I’ve run this test on three boards: a 10’0″ Bark Commander touring board, a 12’6″ racer, and an 11’6″ Starboard all-rounder. Moving my stance back four inches on each one killed the glide noticeably. Moving forward two inches brought it back. The difference between a board that coasts 50 feet after your last stroke and one that quits at 35 feet is often just foot position. Your body is the ballast — use it deliberately.
Your Board Volume May Be Working Against You
A board with too much volume for your weight rides high. Wobbles. Fights every stroke. That’s what makes volume mismatch so frustrating to diagnose — it doesn’t feel like a volume problem. It feels like instability, like wind, like bad water conditions.
But what is volume mismatch, exactly? In essence, it’s your hull sitting too far above the waterline to engage properly. But it’s much more than that — a hull shape that can’t settle into the water can’t track straight, and a board that can’t track straight bleeds speed sideways on every stroke.
I’m apparently a pretty textbook 185 pounds and the Starboard All Star 11’6″ — recommended range 90 to 220 pounds — works for me while shorter high-volume boards never tracked right. Tried a 9’6″ board designed for lighter paddlers once. Spent 45 minutes feeling like I was paddling a cork. That was 2021. Never again.
Check your board’s recommended weight range — it’s either in the manufacturer specs or stamped somewhere on the deck. If you’re sitting 20 or more pounds above or below that range, volume is probably dragging down your whole system. If you’re squarely in the middle, volume isn’t your problem. Which means the culprit is blade exit or stance. Start there.
How to Test Whether You’ve Fixed It
You don’t need fancy equipment. Use what you have.
Find a flat-water stretch with two visible landmarks — two docks, two buoys, two trees — roughly 100 yards apart. Paddle hard for one minute between them. Count your strokes. Write the number down on your phone. Rest two minutes.
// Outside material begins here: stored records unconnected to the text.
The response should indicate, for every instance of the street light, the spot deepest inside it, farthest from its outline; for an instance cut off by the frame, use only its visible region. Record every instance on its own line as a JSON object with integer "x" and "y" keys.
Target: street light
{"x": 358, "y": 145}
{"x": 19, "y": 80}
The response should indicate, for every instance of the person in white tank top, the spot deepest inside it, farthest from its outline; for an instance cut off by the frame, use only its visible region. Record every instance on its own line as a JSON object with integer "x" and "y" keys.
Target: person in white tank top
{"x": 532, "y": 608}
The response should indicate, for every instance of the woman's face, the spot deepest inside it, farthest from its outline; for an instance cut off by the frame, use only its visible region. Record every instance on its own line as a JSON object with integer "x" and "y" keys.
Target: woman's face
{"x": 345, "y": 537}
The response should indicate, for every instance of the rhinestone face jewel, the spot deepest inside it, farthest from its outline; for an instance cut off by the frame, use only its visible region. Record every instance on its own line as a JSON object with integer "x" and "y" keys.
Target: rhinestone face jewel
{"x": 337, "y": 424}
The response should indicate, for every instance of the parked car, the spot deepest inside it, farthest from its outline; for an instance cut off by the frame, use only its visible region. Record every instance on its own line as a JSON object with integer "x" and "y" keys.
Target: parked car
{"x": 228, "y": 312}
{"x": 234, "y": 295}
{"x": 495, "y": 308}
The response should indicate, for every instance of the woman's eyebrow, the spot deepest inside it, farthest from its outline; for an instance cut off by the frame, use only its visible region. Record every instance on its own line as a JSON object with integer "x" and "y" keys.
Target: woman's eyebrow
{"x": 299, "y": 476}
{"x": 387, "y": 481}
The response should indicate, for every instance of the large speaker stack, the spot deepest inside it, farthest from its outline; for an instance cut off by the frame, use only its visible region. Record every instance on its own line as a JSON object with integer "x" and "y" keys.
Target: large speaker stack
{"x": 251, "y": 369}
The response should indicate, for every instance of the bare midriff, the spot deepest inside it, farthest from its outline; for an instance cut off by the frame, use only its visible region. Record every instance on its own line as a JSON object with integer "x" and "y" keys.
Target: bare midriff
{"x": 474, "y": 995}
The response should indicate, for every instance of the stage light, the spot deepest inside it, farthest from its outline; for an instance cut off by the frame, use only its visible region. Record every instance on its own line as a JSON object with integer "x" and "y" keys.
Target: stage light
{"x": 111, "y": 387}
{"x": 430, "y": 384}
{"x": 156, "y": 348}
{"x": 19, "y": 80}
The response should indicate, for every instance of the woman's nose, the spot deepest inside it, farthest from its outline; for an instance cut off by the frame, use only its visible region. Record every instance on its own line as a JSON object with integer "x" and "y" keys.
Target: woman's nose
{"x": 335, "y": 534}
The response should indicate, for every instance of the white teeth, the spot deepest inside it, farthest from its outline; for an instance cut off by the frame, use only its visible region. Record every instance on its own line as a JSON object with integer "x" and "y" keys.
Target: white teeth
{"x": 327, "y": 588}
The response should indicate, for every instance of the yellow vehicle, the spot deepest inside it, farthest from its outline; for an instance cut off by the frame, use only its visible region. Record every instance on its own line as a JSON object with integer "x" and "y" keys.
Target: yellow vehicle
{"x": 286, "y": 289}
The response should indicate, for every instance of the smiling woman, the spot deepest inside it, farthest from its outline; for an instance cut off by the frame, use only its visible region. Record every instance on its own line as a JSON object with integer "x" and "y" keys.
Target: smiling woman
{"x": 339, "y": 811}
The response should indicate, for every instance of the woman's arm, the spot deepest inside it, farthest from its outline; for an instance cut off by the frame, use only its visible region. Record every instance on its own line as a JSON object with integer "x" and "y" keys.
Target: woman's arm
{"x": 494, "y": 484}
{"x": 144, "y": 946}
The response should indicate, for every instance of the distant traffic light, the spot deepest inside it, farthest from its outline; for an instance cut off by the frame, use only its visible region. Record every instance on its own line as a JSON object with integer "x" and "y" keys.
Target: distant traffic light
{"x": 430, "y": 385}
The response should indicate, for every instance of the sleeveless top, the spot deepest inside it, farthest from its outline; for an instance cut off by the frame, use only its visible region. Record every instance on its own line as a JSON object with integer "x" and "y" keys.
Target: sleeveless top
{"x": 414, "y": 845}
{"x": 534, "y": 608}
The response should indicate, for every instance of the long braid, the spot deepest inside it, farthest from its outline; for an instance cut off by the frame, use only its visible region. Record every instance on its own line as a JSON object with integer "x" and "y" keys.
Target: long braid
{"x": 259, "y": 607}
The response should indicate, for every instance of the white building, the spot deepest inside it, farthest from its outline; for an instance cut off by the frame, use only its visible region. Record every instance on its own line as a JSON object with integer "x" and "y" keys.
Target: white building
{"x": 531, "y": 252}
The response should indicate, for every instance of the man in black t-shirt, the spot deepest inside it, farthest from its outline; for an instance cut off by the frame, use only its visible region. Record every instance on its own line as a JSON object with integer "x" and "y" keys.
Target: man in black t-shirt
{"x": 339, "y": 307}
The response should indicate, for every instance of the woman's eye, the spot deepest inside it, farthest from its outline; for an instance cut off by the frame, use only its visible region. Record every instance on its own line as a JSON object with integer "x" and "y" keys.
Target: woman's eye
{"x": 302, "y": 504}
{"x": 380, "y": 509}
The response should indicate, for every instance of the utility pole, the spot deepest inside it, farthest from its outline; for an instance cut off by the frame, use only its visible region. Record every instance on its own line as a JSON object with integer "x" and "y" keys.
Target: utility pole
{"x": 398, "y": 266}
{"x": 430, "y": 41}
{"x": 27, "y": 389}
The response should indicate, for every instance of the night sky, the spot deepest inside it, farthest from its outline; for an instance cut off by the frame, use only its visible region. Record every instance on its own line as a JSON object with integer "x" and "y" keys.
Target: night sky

Now apply one fix. Shorten your blade exit to your hip. Run the same section at the same perceived effort. Count again. Same distance, fewer strokes — that’s measurable efficiency gain. That’s real.
Next session, shift your stance forward two inches. Run the same drill. You’re building a feedback loop — your body learning what efficient movement actually feels like, not just what it looks like in a YouTube tutorial.
While you won’t need a GPS watch or a coach, you will need a handful of sessions to isolate each variable properly. First, you should fix blade exit — at least if you want an honest baseline. Volume mismatch might be the best thing to address second, as flat-water efficiency requires hull engagement. That is because no amount of technique fixes a mismatched board underneath you.
The glide phase is your real metric. A board coasting 40 feet after your last stroke beats one that quits at 25 feet — regardless of how hard you paddled. Speed loss lives in that glide. Fix the four systems, and that coasting distance extends in ways you’ll feel immediately. You’re not imagining the problem. It’s real, it’s diagnosable, and it has nothing to do with buying a better paddle.